Утро вяло прохладой сочилось в дом.

Анна сегодня раньше смахнула сон.
- Миша, мне ко двору, - замерла на миг, -
Постараюсь вернуться. Бестужев сник.
- Буду ждать! – потянулся, закрыл глаза.
Пряно ветер в окно – началась гроза.

- Барин, барин, вставай, - тряс лакей плечо, -
Они забрали хозяйку, девку её.
- Стойте! За что?! Не смеете, лейтенант!
- Это приказ! Разберутся, кто виноват.

Царский двор.

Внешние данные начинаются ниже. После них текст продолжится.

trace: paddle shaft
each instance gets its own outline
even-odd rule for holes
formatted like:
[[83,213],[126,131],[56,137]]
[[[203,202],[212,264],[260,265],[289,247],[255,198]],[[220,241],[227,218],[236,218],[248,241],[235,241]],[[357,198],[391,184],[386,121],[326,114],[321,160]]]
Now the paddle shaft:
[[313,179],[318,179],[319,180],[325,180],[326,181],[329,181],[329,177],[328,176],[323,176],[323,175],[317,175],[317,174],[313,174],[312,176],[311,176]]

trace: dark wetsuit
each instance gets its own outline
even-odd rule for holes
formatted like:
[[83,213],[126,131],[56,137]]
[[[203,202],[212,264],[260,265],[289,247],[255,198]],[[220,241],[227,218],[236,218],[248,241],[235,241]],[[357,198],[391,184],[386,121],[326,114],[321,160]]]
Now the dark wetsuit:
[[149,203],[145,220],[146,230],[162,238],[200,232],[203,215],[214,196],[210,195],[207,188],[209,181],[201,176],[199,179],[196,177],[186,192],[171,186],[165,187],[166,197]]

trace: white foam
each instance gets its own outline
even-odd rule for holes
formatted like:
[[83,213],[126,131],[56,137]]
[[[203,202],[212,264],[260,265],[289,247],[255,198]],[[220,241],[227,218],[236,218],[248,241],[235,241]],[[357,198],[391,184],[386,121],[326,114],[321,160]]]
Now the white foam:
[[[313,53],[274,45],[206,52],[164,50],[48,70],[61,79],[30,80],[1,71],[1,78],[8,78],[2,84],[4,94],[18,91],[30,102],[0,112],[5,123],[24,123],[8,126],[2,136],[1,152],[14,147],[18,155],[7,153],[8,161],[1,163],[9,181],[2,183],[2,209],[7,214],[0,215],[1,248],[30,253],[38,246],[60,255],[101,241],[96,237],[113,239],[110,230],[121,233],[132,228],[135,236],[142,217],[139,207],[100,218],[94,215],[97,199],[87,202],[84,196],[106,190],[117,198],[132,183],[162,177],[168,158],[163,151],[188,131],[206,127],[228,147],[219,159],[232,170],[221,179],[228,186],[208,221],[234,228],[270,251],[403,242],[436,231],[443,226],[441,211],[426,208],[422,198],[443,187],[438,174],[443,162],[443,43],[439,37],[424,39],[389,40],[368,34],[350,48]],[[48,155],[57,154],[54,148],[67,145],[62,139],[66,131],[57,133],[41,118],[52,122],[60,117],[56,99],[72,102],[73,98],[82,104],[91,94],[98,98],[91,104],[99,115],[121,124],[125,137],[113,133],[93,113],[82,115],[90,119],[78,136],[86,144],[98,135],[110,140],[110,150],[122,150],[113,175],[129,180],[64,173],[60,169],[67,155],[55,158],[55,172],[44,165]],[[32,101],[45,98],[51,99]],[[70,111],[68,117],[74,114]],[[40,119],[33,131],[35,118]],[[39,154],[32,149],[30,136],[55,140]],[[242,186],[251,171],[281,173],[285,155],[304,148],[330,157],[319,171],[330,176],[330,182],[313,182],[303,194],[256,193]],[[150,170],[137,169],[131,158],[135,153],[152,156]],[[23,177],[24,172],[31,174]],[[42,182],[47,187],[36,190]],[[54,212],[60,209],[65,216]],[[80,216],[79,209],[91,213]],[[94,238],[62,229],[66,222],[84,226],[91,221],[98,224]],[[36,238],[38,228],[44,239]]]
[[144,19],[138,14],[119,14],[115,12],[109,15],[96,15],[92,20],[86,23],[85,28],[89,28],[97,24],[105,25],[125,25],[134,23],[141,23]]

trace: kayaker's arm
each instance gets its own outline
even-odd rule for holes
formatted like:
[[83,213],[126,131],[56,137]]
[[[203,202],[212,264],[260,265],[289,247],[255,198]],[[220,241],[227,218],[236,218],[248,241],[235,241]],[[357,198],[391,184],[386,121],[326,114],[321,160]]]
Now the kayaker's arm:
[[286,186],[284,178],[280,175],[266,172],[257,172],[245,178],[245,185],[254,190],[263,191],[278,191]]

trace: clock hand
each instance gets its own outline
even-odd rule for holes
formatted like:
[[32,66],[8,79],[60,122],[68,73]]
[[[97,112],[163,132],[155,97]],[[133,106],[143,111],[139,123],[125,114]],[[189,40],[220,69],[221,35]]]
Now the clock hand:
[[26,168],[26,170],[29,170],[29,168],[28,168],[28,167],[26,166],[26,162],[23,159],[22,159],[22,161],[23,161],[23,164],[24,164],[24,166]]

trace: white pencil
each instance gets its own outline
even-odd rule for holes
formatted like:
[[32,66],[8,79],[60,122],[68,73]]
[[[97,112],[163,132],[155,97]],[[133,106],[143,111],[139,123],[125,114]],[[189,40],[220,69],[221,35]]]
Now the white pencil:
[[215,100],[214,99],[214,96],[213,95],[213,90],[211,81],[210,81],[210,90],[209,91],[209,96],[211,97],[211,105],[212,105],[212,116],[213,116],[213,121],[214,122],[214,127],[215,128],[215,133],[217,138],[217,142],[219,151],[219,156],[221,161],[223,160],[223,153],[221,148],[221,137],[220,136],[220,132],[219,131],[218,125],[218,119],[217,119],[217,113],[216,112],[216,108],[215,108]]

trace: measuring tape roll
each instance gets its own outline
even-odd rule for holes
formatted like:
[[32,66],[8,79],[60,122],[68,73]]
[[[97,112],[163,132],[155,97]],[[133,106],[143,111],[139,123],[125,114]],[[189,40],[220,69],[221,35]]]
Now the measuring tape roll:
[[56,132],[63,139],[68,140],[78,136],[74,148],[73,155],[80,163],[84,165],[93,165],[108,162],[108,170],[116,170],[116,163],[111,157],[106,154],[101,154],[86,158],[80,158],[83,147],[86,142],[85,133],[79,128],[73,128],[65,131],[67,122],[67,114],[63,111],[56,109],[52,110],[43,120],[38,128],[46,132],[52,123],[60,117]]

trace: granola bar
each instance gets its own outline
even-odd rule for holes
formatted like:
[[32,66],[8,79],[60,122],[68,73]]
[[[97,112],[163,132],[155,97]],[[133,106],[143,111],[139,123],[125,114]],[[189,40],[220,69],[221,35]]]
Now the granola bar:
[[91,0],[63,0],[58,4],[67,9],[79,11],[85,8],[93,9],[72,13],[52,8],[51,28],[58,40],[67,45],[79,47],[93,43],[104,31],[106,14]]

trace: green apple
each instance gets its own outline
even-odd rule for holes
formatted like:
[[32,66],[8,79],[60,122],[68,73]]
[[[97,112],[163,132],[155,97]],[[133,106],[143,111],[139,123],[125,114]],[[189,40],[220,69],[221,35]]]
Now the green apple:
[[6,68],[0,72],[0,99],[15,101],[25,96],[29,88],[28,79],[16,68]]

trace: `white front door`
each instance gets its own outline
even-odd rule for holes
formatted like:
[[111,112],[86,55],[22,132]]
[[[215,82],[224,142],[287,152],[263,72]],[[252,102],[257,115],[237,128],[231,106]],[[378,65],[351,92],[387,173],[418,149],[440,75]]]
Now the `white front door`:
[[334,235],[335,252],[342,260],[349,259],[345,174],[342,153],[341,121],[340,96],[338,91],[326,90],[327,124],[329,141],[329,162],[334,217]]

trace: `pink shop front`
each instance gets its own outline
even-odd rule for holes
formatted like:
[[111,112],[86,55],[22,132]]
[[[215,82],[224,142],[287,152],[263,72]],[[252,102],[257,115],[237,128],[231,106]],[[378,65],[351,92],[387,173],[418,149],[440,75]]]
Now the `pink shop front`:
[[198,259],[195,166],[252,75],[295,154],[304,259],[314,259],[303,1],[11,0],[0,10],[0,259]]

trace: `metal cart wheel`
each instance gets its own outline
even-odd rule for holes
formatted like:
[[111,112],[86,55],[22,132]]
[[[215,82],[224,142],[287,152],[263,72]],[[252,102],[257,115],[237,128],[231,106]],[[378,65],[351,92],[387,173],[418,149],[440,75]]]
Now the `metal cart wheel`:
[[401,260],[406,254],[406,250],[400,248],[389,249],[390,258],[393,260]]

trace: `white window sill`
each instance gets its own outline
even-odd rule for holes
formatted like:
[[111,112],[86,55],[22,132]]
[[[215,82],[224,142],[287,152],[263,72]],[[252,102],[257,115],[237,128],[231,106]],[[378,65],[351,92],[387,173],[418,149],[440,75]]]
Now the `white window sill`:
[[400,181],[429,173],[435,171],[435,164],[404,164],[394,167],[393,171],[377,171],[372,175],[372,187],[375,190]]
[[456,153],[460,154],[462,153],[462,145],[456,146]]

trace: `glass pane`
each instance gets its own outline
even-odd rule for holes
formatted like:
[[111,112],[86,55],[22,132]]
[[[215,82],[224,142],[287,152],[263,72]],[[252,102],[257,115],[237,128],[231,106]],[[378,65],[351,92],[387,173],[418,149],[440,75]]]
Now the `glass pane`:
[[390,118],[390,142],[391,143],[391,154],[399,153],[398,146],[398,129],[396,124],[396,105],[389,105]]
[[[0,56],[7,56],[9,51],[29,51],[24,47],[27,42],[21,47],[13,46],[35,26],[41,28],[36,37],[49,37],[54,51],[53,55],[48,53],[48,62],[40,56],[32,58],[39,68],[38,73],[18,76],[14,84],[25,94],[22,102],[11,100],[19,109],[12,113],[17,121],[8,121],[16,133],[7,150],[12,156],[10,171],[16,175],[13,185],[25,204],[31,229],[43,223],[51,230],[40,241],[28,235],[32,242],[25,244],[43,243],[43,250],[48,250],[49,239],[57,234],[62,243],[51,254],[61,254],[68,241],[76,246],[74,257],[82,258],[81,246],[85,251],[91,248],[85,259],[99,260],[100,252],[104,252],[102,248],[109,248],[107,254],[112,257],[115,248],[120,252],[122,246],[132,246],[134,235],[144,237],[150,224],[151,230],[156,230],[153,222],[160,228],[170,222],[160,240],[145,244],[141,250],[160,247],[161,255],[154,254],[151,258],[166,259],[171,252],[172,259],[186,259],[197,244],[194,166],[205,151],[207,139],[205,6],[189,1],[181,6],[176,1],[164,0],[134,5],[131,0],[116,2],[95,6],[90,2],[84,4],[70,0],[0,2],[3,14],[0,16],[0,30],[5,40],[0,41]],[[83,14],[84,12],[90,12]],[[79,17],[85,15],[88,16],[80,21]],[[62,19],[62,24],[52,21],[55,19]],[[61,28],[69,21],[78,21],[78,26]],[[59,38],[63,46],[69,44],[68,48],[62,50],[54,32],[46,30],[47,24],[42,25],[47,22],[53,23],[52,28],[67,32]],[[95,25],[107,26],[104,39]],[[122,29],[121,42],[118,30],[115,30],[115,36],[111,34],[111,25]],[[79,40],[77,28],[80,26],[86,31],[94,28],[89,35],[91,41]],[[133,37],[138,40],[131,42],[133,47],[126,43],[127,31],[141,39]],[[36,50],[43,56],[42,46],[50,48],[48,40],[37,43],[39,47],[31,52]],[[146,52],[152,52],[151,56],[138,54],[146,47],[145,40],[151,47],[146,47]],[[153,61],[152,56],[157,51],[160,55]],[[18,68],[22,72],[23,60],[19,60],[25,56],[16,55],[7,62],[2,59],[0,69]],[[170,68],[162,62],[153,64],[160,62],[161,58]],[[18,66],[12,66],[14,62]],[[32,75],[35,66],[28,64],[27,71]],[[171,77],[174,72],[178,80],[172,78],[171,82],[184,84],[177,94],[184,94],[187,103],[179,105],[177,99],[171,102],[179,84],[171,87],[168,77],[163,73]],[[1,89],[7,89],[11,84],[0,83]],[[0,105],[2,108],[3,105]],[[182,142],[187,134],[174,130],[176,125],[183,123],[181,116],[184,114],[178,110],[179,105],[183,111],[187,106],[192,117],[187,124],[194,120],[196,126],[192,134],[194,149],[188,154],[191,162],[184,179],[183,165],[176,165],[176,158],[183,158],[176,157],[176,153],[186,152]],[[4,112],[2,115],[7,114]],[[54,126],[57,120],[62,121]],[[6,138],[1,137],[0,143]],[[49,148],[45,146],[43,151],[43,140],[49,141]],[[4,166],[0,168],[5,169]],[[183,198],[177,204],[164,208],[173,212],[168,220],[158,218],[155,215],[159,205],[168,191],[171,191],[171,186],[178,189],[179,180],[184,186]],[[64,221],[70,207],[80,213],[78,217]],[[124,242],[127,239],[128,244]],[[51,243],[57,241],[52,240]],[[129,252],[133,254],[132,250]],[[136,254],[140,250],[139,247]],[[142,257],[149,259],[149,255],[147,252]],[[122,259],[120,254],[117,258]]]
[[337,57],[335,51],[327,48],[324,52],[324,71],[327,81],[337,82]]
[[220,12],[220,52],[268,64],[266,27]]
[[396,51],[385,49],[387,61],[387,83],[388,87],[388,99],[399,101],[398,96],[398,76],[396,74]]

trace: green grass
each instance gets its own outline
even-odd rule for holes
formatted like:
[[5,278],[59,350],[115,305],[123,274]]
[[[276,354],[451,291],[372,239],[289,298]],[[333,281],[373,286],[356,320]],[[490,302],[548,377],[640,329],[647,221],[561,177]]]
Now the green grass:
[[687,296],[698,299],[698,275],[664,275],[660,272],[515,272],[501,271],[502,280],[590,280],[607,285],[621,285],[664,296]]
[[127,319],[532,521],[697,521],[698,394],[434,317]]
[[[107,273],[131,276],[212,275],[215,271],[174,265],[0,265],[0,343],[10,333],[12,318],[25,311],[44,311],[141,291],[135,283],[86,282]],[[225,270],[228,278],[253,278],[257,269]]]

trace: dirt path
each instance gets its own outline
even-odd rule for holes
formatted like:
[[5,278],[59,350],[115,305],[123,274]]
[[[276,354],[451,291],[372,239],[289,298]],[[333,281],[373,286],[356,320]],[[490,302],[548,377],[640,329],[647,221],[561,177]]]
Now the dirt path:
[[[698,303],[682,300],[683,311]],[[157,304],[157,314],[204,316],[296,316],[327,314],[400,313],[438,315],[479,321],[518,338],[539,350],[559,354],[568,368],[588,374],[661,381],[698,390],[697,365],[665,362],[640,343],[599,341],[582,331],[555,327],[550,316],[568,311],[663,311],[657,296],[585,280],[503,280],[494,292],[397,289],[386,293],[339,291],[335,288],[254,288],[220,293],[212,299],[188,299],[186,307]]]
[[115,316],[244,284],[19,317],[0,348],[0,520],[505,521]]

У крыльца стоит экипаж.
Статуй бесстыдных фигуры, двора антураж
Анна видит, быть может, последний раз
Из окна тюремной кареты сейчас.

Дни и ночи сливались в тяжелый ком.
Мысли – в узкие окна под потолком.
Узники в тесноте, сходили с ума.
Было в достатке – время и пустота.
Пытки, допросы… Анна и в чёрной мгле,
И через боль, на дыбе – верна себе.

Чёрным сукном обтянут дощатый борт.
Манит толпу на площади эшафот.
Красный ковёр для знатных особый лоск.
Нет ни мольбы, ни страха, только вопрос:
«Ведь человек, не зверь?» Немой протест.
Рука не дрожала Анны: «Возьмите крест».
Ныло внутри, сжималось. Худшее – кнут.
Детское чувство надежды теснило грудь.
Вдруг смутился, в глаза посмотреть не смел,
Дрогнули пальцы мастера смертных дел:
«Закончить быстрее и дома вином залить,
Гнать от себя то, с чем немыслимо жить».